Dean Hachamovitch, corporate vice president for Internet Explorer, described how Microsoft believes Google is getting around IE privacy policies in a blog post.
IE by default blocks so-called third-party cookies unless a site presents to the browser a P3P Compact Policy Statement describing how the site will use the cookie and pledging not to track the user. P3P is a protocol that websites use to disclose details in a standard format about how they plan to use information collected from users. Browsers that support P3P can block cookies or allow them in compliance with user privacy preferences. Third party cookies are those dropped by domains other than the one in the user’s browser address bar.
“Technically, Google utilises a nuance in the P3P specification that has the effect of bypassing user preferences about cookies,” Hachamovitch wrote. “Google’s P3P policy is actually a statement that it is not a P3P policy. It’s intended for humans to read even though P3P policies are designed for browsers to ‘read’,” he said.
P3P-compliant browsers read Google’s policy as saying that the cookie won’t be used for tracking or any purpose, he said. “By sending this text, Google bypasses the cookie protection and enables its third-party cookies to be allowed rather than blocked,” he wrote.
Google did not reply to a request for comment on the blog post.
One researcher, however, suggested that Microsoft is also partly to blame. “Companies have discovered that they can lie in their P3P Compact Privacy Statements and nobody bothers to do anything about it,” said Lorrie Faith Cranor, an Associate Professor of Computer Science and of Engineering and Public Policy at Carnegie Mellon University. “Companies have also discovered that, due to a bug in IE, if they have an invalid privacy statement, IE will not block it.”
She said that Google is not alone in circumventing P3P and that this issue points to a larger problem in browser privacy.

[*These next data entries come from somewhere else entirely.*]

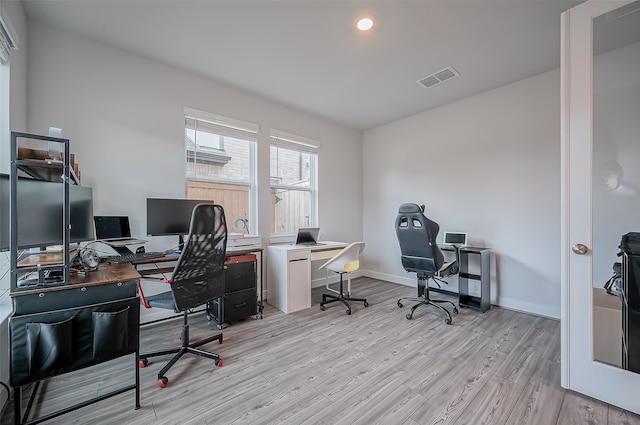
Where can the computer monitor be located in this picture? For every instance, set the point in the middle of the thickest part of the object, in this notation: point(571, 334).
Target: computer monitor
point(110, 226)
point(39, 205)
point(166, 217)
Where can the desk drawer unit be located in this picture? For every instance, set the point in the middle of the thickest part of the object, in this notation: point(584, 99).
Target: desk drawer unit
point(240, 299)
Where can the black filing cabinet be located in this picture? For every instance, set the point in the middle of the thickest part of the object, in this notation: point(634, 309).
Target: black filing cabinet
point(631, 312)
point(240, 298)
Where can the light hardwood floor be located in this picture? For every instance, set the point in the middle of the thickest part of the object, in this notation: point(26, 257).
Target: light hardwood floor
point(375, 366)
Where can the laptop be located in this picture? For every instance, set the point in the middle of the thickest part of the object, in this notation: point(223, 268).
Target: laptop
point(455, 238)
point(308, 236)
point(114, 231)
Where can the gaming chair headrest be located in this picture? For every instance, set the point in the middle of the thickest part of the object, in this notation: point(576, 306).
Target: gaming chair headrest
point(410, 209)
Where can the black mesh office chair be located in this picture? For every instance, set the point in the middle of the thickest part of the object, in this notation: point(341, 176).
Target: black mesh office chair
point(198, 278)
point(421, 254)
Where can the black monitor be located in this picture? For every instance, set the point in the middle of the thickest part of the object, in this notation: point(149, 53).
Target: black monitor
point(111, 226)
point(39, 205)
point(170, 216)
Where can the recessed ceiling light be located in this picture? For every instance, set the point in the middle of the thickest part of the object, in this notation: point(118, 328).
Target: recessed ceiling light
point(365, 24)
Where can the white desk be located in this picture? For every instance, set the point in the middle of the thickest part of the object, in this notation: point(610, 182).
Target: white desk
point(289, 273)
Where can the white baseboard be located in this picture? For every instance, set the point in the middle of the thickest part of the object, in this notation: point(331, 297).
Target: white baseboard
point(511, 304)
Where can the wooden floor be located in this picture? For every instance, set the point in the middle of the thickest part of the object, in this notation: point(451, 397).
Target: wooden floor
point(374, 366)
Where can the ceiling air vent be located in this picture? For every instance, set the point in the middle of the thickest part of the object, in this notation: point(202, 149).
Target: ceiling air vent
point(438, 77)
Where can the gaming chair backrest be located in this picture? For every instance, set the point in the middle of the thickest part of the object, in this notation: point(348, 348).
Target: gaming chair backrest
point(198, 276)
point(417, 238)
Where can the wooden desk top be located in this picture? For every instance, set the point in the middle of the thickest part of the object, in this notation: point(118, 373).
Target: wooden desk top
point(106, 273)
point(43, 259)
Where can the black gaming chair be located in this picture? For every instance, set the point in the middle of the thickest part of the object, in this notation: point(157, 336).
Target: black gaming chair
point(197, 279)
point(421, 254)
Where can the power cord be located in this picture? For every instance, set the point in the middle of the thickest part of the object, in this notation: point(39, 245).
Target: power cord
point(6, 388)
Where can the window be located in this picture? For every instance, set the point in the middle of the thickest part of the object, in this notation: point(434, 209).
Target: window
point(221, 164)
point(294, 176)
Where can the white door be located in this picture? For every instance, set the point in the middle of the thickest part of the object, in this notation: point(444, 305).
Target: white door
point(600, 94)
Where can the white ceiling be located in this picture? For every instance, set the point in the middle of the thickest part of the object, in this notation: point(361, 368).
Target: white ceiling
point(307, 54)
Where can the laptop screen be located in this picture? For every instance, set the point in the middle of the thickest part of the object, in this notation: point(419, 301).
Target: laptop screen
point(455, 238)
point(108, 227)
point(307, 235)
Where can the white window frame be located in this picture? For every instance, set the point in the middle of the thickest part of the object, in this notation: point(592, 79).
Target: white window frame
point(239, 129)
point(290, 141)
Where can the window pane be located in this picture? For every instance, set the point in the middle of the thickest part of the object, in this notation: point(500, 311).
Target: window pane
point(292, 210)
point(213, 156)
point(290, 167)
point(233, 198)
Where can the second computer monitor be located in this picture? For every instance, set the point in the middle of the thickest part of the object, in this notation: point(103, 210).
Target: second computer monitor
point(170, 216)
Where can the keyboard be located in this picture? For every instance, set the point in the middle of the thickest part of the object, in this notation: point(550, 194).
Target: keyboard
point(134, 256)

In fact, Facebook presents a P3P statement that reads: “Facebook does not have a P3P policy.” She said that that line is an invalid P3P privacy statement so it essentially turns off IE cookie blocking. “Thousands” of other sites have P3P privacy statements that don’t match their actual practices, she added.
Facebook did not reply to a request for comment about the allegation.
“The excuse everyone uses to justify this circumvention is that P3P is dead and IE breaks the cool things they want to do on their website, so therefore it is ok to circumvent browser privacy controls,” she said. Cranor chaired the P3P working group and acknowledged that the protocol is struggling. But she suggests that if the industry doesn’t like P3P, it should ask Microsoft to remove it from its browser. Or, the industry could also ask standards bodies to declare P3P dead.
“I suspect nobody wants to do that because it might call into question the effectiveness of industry self regulation on privacy,” she said.
Cranor reportedly alerted Microsoft back in 2010 to the potential for the kind of privacy breach it describes Google uses, according to the All About Microsoft blog.
Microsoft said it has asked Google to honor P3P privacy settings for users of all browsers, Hachamovitch said.
In addition, he noted that this issue does not impact users of a new privacy feature called Tracking Protection in IE 9.
Microsoft’s blog post yesterday follows an uproar last week following a Wall Street Journal article that charged Google with circumventing privacy policies in Safari, allowing it to track user movement across websites. The activity would allow Google to track users of iPhones and other devices that use Apple’s Safari browser.
Google said the story does not characterise what happens and why. It denied that it was tracking users but acknowledged that it inadvertently was dropping advertising cookies on users’ phones against their wishes.